Song et al. [35] found that axial length correlated negatively with average macular thickness and macular volume. We could not demonstrate differences in foveal retinal thickness. Our findings of anomalous relationships between axial length and pericentral retinal thickness in both amblyopic and fellow eyes of children could be due to a disturbed development of the retina in those eyes, although a hypothetical arrest of the normal postnatal ganglion cell reduction would be expected to lead to an abnormally thick retinal thickness, especially pericentral retinal thickness.
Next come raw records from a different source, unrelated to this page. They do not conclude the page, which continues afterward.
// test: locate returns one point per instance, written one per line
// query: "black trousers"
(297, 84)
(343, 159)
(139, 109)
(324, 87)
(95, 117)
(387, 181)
A substantial number of previous studies about comparative retinal OCT measurements between amblyopic and fellow eyes have not taken into account this potential effect of anterior segment power and axial length. Measurements of macular or RNFL thickness by SD-OCT are dependent on the optics of the eye, including anterior segment power and axial length [15]. If a compensation formula is not applied to measurements prior to analysis for ocular magnification, it can affect the measurement of distances and areas inadvertently [17,18]. Hyperopia is known to induce errors in comparative RNFL and macular thickness in OCT measurements. Therefore, the HEYEX software was applied to measurements prior to analysis in order to compensate for ocular magnification effect.
Conclusions
The interocular differences in axial length parameters seemed to be related to the central macular thickness differences between the amblyopic and fellow eyes in the younger group. We found significantly greater mean central macular thickness in anisometropic amblyopic eyes among participants aged 5 to 12 years, but not in those who were older. All participants showed significant differences in mean anterior corneal curvatures and ACDs between amblyopic and fellow eyes. Further study to investigate and clarify the reproducibility and significance of these observations is needed.
Acknowledgments
The authors would like to thank Ayse Unal Ersonmez for professional language editing.
Footnotes
Source of support: Departmental sources
Statement
None of the authors has conflict of interest.